She said that both Dickies and Jameson are known for their “longstanding craftsmanship,” so it “felt like a natural fit.”
“Jameson Irish Whiskey was founded in 1780 when workwear was the uniform of the working community, often seen in the local pub after a hard day’s work,” said Brendan Buckley, global marketing director for Jameson. “Meanwhile, Dickies began its life in 1922 as a quality and respected workwear brand. Craft and kinship underpin both brands and we are delighted to bring that shared ethos to life through the Jameson and Dickies Crafted Together collection.”
The collection is priced at $20 to $80 and will launch Wednesday. It will be sold in 26 markets globally including the U.S., U.K. and Canada.
A campaign to publicize the collection was shot at the Midleton Distillery in Cork, Ireland, by Dublin-born, Brooklyn-based photographer, Rich Gilligan. In addition, pop-up shops for those 21 and over will open in New York City and London where visitors will be offered samples of Jameson cocktails while browsing the collection. The New York shop is at 9 West 8th Street while the London pop-up is at the Dickies store on Carnaby Street. Both will be open through Friday. The collection is also available to purchase online. — J.E.P.
ART TALKS: Perrotin, the contemporary gallery that features artists including Takashi Murakami, Maurizio Cattelan, Sophie Calle, Pierre Soulages and JR, has entered into exclusive negotiations with Colony Investment Management to sell a majority stake in the company.
The real estate and private equity investment firm, headed by Nadra Moussalem, would take a 60 percent stake in the Perrotin galleries, with founder Emmanuel Perrotin staying on and retaining 40 percent of the capital, the companies said in a joint statement.
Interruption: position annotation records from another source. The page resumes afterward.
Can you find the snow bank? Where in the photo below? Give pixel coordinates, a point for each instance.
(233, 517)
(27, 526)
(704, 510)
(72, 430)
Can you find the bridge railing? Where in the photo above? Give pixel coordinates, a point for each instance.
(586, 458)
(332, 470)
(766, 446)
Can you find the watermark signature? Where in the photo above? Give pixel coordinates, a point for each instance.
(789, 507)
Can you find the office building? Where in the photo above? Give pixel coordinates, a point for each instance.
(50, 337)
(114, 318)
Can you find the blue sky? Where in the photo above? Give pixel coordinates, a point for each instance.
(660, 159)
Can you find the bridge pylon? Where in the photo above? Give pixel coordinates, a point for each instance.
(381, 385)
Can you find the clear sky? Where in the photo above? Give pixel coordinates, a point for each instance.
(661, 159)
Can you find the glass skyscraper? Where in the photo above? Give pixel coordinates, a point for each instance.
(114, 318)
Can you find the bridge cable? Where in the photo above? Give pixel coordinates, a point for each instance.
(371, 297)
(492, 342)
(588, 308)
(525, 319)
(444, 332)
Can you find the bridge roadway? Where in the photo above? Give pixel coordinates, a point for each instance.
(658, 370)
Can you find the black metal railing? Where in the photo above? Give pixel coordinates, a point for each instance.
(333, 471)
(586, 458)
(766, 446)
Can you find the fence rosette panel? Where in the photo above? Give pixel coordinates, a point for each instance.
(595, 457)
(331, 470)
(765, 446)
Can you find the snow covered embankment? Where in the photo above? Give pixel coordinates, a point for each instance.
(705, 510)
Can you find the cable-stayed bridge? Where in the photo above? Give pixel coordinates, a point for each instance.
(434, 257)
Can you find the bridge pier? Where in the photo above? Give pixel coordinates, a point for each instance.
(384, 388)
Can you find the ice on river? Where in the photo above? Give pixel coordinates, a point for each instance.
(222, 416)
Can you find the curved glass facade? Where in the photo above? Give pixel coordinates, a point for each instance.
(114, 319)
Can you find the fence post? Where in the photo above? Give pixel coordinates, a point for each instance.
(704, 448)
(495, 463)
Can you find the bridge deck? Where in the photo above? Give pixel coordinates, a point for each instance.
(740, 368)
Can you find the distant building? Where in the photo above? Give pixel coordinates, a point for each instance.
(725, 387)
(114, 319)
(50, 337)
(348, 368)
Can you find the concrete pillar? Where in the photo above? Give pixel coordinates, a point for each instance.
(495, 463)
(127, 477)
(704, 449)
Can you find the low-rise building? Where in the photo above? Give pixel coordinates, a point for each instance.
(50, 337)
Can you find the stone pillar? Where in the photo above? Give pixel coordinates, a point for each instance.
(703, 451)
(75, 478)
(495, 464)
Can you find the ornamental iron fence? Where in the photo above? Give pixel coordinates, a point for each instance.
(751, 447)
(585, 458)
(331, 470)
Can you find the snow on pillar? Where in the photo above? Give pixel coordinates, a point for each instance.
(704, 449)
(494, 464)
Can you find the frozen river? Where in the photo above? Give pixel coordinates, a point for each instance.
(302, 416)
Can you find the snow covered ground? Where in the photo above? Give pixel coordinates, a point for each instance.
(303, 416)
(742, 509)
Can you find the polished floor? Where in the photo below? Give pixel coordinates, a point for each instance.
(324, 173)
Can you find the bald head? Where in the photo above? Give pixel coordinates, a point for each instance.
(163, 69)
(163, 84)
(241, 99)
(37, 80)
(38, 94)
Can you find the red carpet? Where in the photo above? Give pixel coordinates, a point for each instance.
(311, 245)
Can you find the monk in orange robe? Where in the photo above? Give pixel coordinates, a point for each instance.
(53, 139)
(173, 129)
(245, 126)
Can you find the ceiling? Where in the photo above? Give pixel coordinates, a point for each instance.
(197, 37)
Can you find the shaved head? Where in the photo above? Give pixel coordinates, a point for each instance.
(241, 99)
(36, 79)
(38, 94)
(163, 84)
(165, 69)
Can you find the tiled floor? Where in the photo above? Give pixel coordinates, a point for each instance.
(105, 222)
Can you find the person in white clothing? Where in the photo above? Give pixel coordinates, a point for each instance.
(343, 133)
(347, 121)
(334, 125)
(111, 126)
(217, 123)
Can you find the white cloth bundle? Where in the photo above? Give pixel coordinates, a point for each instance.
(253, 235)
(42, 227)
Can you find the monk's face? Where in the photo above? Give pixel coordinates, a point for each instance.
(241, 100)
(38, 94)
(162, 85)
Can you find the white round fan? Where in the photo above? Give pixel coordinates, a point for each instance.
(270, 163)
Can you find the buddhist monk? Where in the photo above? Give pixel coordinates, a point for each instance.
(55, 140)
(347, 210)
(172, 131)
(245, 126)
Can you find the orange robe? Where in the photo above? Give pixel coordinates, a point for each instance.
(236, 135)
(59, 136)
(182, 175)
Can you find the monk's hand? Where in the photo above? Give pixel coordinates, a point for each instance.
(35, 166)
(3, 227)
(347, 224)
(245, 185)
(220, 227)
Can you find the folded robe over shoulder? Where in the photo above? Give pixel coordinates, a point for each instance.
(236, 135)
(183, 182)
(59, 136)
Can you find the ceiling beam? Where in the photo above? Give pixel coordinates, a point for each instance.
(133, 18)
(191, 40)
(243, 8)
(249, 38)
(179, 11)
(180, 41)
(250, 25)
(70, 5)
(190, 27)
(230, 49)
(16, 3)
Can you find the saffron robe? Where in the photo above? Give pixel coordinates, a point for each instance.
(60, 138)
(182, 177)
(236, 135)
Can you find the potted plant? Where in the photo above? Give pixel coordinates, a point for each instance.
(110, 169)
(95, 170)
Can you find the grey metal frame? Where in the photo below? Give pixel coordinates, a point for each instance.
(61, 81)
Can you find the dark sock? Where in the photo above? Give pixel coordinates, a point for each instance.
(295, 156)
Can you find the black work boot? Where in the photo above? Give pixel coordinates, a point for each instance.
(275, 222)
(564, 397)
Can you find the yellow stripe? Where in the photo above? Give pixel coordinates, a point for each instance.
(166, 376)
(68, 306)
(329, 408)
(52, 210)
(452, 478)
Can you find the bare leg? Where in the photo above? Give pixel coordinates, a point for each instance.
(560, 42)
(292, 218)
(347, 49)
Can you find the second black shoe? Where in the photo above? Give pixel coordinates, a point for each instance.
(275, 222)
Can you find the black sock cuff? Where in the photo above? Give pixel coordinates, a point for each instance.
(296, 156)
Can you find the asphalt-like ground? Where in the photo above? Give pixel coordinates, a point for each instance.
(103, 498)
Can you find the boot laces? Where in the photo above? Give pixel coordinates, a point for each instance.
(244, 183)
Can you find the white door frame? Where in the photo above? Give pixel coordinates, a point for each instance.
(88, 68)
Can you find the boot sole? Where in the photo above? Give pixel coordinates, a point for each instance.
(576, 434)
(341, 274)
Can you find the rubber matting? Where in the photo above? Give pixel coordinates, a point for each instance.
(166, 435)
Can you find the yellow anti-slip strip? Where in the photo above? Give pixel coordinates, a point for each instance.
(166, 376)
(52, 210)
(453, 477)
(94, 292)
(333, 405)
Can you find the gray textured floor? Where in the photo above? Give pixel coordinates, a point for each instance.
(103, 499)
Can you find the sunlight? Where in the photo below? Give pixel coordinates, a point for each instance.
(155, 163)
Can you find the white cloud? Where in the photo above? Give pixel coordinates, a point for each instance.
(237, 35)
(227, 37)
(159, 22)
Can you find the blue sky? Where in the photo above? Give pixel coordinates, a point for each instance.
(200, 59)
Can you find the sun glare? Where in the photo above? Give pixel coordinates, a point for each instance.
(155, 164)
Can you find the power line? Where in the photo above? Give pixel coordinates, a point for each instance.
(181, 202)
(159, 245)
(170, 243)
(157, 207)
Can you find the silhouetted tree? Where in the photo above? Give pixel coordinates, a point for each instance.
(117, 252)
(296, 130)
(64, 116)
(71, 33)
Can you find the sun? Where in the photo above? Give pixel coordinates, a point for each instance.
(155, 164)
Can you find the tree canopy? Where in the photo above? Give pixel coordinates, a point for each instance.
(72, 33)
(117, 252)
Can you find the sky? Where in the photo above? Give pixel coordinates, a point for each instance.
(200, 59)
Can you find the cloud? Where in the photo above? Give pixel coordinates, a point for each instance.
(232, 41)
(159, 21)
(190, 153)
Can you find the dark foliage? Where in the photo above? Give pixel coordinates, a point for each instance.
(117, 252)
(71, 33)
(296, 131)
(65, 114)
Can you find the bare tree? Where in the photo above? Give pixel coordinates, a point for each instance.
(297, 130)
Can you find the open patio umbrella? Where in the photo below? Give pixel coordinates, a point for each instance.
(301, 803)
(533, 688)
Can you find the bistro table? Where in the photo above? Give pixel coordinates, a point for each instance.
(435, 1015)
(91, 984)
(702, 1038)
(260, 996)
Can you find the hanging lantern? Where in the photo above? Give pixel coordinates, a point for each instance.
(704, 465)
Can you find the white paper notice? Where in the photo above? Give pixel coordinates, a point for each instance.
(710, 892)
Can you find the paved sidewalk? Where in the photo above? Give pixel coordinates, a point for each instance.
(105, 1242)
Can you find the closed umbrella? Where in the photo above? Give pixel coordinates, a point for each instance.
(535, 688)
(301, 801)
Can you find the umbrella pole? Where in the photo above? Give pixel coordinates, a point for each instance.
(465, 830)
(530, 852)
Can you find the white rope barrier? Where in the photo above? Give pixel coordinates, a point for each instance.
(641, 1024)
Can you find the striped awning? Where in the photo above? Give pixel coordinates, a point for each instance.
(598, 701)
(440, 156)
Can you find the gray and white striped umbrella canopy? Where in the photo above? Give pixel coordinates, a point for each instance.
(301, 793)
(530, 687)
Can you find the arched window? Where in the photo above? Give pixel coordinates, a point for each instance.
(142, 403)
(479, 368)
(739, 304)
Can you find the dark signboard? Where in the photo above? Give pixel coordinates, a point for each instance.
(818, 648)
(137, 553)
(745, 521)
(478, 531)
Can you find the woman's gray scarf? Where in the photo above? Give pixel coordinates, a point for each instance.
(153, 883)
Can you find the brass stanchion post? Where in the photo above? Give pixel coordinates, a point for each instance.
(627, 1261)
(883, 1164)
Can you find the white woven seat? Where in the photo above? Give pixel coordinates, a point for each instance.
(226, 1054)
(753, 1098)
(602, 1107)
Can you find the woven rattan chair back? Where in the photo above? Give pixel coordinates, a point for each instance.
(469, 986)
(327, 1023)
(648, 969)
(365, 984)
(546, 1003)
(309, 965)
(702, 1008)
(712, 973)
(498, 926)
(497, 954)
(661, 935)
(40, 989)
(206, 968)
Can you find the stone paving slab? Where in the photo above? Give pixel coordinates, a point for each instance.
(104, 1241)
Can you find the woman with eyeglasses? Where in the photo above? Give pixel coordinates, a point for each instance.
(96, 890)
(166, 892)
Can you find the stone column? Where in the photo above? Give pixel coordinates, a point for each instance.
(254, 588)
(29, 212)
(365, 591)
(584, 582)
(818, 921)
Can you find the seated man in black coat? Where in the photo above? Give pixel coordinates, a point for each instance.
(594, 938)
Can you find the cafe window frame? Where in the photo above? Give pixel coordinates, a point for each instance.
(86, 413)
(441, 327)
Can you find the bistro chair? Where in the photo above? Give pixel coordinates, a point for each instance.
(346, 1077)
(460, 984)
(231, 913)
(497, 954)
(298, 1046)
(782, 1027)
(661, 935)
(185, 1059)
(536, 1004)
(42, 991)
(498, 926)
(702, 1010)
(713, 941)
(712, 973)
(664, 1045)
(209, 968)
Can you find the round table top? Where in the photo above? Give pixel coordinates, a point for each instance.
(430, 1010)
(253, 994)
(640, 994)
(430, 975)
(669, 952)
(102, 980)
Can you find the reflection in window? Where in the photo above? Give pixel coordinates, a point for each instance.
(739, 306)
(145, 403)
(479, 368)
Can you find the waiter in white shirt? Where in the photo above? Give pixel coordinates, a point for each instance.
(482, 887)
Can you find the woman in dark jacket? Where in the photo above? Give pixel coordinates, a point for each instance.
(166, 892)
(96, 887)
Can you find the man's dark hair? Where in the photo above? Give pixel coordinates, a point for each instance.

Terms of the deal were not disclosed. It is expected to be completed in the second half of 2023.
Perrotin has two outposts in the French capital — one in the hip Marais and the other on the tony Avenue Matignon, for nearly 32,300-square-feet of exhibition space.
Colony IM has previously invested in other prime Paris landmark lifestyle locations, including the luxury hotel Le Molitor. The company manages 3 billion euros of assets.
It’s the first time the company has invested in an art gallery, intended to combine Perrotin’s passion for supporting artists with corporate infrastructure with an eye toward long-term growth.
Outside of Paris, Perrotin operates galleries in New York, Hong Kong, Tokyo, Seoul, Shanghai and Dubai. An outpost in Los Angeles is slated to open this fall.
In addition to representing major artists, the gallery has expanded into retail sales of prints, books and additional products, and recently started working in the secondary art market space. It had $151 million in sales in 2022.
“Emmanuel Perrotin and his team have developed an exceptional gallery business over the past 30 years with a presence across three continents, representing a range of remarkable artists. The partnership we are considering today with Perrotin is the result of a shared vision with Emmanuel Perrotin, aimed at long-term growth and expansion of the business. We are convinced that contemporary art represents a highly promising asset class for the future, Moussalem said.
“We are always exploring new investment sectors and thrive on helping companies to achieve their full potential,” he added of moving into the new sector.
“The association we are announcing today is the culmination of more than 30 years’ work by a loyal and committed team in the service of extraordinary artists who have grown up with the gallery. I am convinced that Colony IM is the ideal partner to accompany us in a new stage of this collective adventure, to which I remain more committed than ever. This new impetus will enable us to further strengthen our existing expertise and develop new ones,” Perrotin said.
The injection of capital would increase Perrotin’s ability to expand in new cities, with London, Zurich and Istanbul among the potential locations, as well as additional acquisitions of other galleries. — RHONDA RICHFORD
SPECIAL CLEAT: Tuesday night at Citi Field isn’t only about the Subway Series, pitting both New York City baseball franchises against one another in an always highly anticipated matchup. It also marks the introduction of the second iteration of the New Balance cleat created for Mets shortstop Francisco Lindor.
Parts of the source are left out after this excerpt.